In her own mind Claire had done nothing right but marry well, and for this she was being given a hero's welcome. Swept up in the ticker-tape mood, she had even allowed her old nemesis, Cilla Pettibone, to throw a cocktail reception in her honor at the Casino Club, the almost secretly private club downtown, co-hosted by Snookie Cuthbert, who now latched on to Claire like a long-lost best friend. The post-deb set had read about her with envy in the Washington columns and
Town and Country
and were woozy with curiosity. Cilla was deep into psychoanalysis and Snookie newly on the wagon after her latest “drying cure.” Daisy Armstrong Fitch, who still had the finest set of shoulder blades on the North Shore, now had the widest hips too, having given birth to a fine set of twins three years earlier. Pretty Lily Dunworth, divorced but gung-ho on remarriage, inquired earnestly about the man market back East.
“Claire, you got so
lucky.
” She threw her voice like a ventriloquist into the V-shaped glass of her Bombay gin martini, and it echoed throughout the marble-floored room as the other girls joined the chorus of “To Lucky Claire!” It reminded her that for all their noisy friendship, they still thought of her as the poor girl from behind the ribbon counter who'd cleverly tied one humdinger of a matrimonial knot.
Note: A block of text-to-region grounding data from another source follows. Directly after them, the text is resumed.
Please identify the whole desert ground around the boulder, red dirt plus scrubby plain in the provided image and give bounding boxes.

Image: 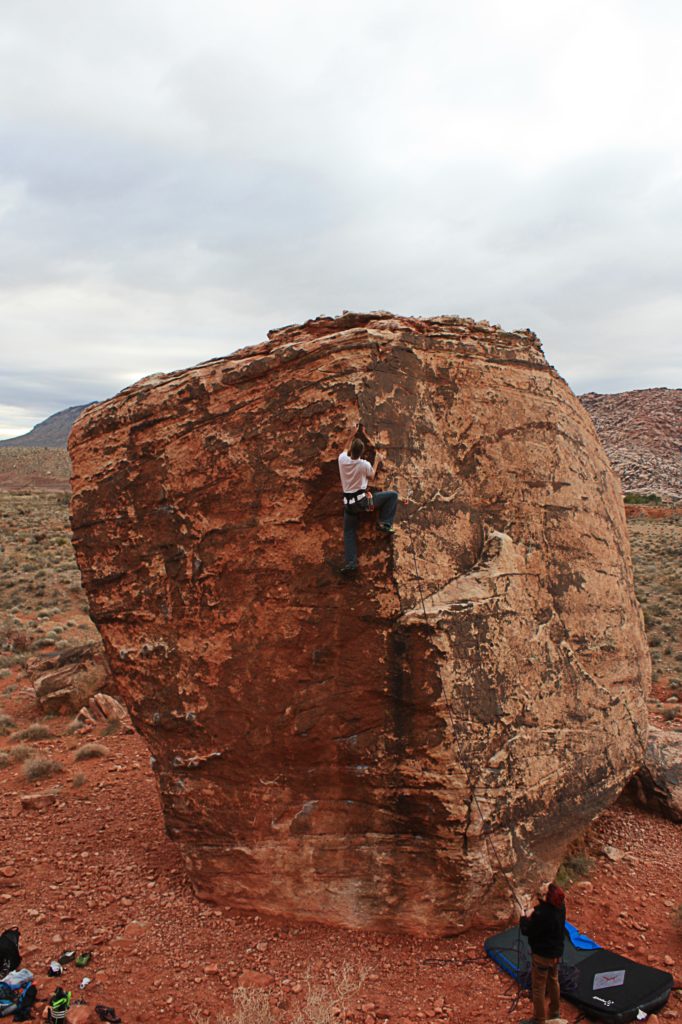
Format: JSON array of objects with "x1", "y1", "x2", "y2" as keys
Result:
[{"x1": 0, "y1": 452, "x2": 682, "y2": 1024}]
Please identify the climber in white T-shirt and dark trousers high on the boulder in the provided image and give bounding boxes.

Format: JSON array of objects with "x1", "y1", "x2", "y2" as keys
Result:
[{"x1": 339, "y1": 424, "x2": 398, "y2": 574}]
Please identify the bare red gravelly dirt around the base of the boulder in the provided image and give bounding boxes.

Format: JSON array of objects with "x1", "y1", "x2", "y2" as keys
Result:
[{"x1": 0, "y1": 671, "x2": 682, "y2": 1024}]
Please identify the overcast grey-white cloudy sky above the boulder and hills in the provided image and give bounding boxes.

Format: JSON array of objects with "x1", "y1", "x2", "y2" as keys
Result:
[{"x1": 0, "y1": 0, "x2": 682, "y2": 437}]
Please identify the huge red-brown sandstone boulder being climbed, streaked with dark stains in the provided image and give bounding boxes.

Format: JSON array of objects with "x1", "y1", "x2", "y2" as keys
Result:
[{"x1": 70, "y1": 313, "x2": 649, "y2": 935}]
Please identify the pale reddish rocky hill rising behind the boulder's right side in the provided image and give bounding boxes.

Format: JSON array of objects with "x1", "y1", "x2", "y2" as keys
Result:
[{"x1": 580, "y1": 387, "x2": 682, "y2": 502}]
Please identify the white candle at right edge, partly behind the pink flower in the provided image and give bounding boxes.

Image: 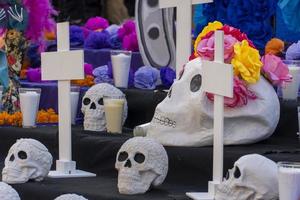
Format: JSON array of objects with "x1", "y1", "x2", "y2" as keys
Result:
[{"x1": 282, "y1": 65, "x2": 300, "y2": 100}]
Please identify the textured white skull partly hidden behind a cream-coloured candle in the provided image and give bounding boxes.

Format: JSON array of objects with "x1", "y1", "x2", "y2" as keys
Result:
[{"x1": 81, "y1": 83, "x2": 127, "y2": 131}]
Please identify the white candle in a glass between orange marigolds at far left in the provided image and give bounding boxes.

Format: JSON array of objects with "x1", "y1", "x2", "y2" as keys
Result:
[{"x1": 20, "y1": 91, "x2": 40, "y2": 128}]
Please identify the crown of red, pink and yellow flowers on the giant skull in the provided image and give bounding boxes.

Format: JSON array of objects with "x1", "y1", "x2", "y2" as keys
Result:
[{"x1": 191, "y1": 21, "x2": 291, "y2": 108}]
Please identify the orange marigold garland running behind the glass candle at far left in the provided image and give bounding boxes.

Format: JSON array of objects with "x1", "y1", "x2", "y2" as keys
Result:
[{"x1": 0, "y1": 108, "x2": 58, "y2": 126}]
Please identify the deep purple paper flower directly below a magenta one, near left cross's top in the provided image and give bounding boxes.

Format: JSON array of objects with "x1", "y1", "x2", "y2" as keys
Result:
[{"x1": 84, "y1": 31, "x2": 109, "y2": 49}]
Although she was the picture of refinement in a navy crepe de chine cocktail suit with a white rose in a tiny crystal vase pinned to her lapel, Claire was suddenly pulled down to her former station. It was painfully evident to her, 28 Shop graduate, that she'd need more than a new suit if she and Sara moved back to Chicago. Apparently it wasn't an option. She thought everyone here could see how much she'd changed. Weren't the pearls worn short at her neck real? Hadn't she gotten Field's to make parachutes out of pillowcases? Hadn't she earned their respect yet? For close to three years Claire had engaged in top-secret war work, been invited to join old-guard eastern clubs, and charmed bad-tempered generals, becoming a welcome fixture at the upstairs White House. Claire had taken pride in the way she had adapted to her new life, and the fact that this bunch could see only the old Claire was a bitter disappointment. They were applauding her all right, but only because they thought she'd slept with the right man.
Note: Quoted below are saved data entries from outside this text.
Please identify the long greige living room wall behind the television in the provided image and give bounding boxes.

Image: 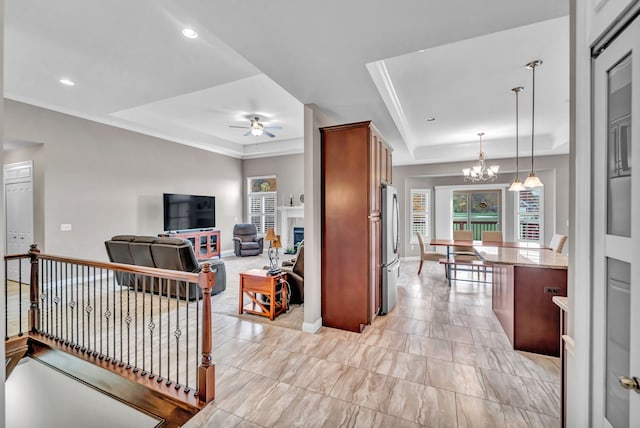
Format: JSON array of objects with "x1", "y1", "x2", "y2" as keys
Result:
[{"x1": 5, "y1": 100, "x2": 243, "y2": 260}]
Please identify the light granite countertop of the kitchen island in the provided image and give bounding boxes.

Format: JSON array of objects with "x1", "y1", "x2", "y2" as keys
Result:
[{"x1": 473, "y1": 245, "x2": 569, "y2": 269}]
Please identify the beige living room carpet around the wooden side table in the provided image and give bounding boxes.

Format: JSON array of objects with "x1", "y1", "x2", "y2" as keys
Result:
[{"x1": 211, "y1": 253, "x2": 304, "y2": 330}]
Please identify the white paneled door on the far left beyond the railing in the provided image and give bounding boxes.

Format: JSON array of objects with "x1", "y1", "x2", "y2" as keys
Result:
[{"x1": 4, "y1": 162, "x2": 33, "y2": 283}]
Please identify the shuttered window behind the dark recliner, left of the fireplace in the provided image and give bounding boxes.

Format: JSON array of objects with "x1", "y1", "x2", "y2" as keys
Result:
[{"x1": 247, "y1": 175, "x2": 277, "y2": 233}]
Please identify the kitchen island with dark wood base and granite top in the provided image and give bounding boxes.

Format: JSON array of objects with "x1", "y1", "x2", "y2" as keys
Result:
[{"x1": 474, "y1": 246, "x2": 568, "y2": 357}]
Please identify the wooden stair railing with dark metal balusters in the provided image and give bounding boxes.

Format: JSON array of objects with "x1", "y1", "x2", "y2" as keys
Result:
[{"x1": 5, "y1": 245, "x2": 215, "y2": 409}]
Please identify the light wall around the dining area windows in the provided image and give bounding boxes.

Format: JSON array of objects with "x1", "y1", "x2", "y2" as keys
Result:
[{"x1": 393, "y1": 155, "x2": 571, "y2": 257}]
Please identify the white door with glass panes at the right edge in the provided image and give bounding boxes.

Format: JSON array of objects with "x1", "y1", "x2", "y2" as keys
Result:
[{"x1": 591, "y1": 13, "x2": 640, "y2": 428}]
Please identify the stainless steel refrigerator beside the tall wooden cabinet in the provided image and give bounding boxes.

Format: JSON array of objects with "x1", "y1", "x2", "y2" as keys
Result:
[{"x1": 380, "y1": 185, "x2": 400, "y2": 315}]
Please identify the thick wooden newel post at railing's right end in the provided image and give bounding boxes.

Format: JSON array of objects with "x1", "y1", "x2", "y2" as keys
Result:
[{"x1": 198, "y1": 263, "x2": 216, "y2": 403}]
Recovering her poise, Claire brushed a stray hair off her embarrassed cheek and graciously promised to fix Lily up with Tom as soon as she got back. Back? After what had happened was she ever going back?
While she delayed a decision, Claire arranged her social calendar like she was still in Washington with important appointments to keep. Today, Slim was taking her out to the Cape Cod Room for gossip and lunch. That morning she'd had a preview of the coming conversation: It was to be about Slim's travails simultaneously going through menopause while being a married man's trinket. Hot flashes and hot sex were evidently a tough combo. Claire laughed lightly while weighing how much about her own life to confide in her romantically free-thinking aunt. There could be quite a lot to talk about. She arrived punctually, a discipline picked up from Harrison.
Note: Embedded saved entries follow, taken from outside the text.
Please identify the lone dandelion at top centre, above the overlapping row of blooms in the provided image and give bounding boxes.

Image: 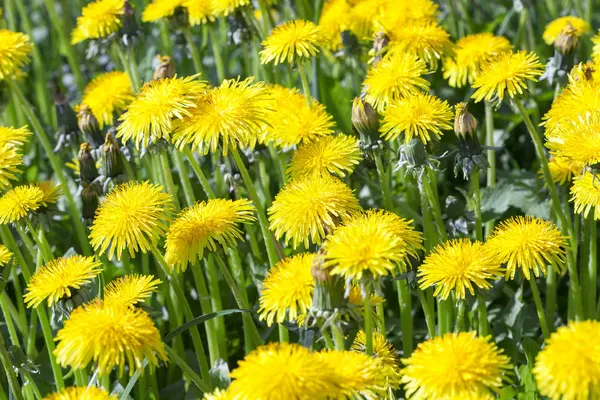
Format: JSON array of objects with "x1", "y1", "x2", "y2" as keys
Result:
[{"x1": 260, "y1": 20, "x2": 323, "y2": 65}]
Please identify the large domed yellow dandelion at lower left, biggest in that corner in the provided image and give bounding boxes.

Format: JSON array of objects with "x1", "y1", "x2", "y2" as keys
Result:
[{"x1": 54, "y1": 301, "x2": 167, "y2": 376}]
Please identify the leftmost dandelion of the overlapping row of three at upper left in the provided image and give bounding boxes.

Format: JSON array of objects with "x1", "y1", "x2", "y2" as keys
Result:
[{"x1": 117, "y1": 75, "x2": 206, "y2": 147}]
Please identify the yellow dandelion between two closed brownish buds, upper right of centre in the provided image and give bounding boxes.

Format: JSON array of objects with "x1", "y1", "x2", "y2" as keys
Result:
[{"x1": 380, "y1": 93, "x2": 454, "y2": 143}]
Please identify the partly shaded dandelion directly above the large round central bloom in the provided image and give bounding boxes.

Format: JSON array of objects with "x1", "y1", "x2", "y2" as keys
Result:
[{"x1": 288, "y1": 135, "x2": 361, "y2": 178}]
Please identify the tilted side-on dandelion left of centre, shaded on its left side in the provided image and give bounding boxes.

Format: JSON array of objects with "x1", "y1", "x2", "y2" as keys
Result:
[{"x1": 165, "y1": 199, "x2": 255, "y2": 271}]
“Remember, Claire, the real world runs on time. If you want to be a player you have to show up on the stroke.” She half smiled to herself, remembering his words. Slim never took time seriously and somehow, even though she took the extra time to look terrific, she was always left at the post. Shaking her head in daughterly indulgence, Claire settled herself on a red leather wing chair in the lobby of the Drake to wait and read her husband's latest bulletin from the war zone.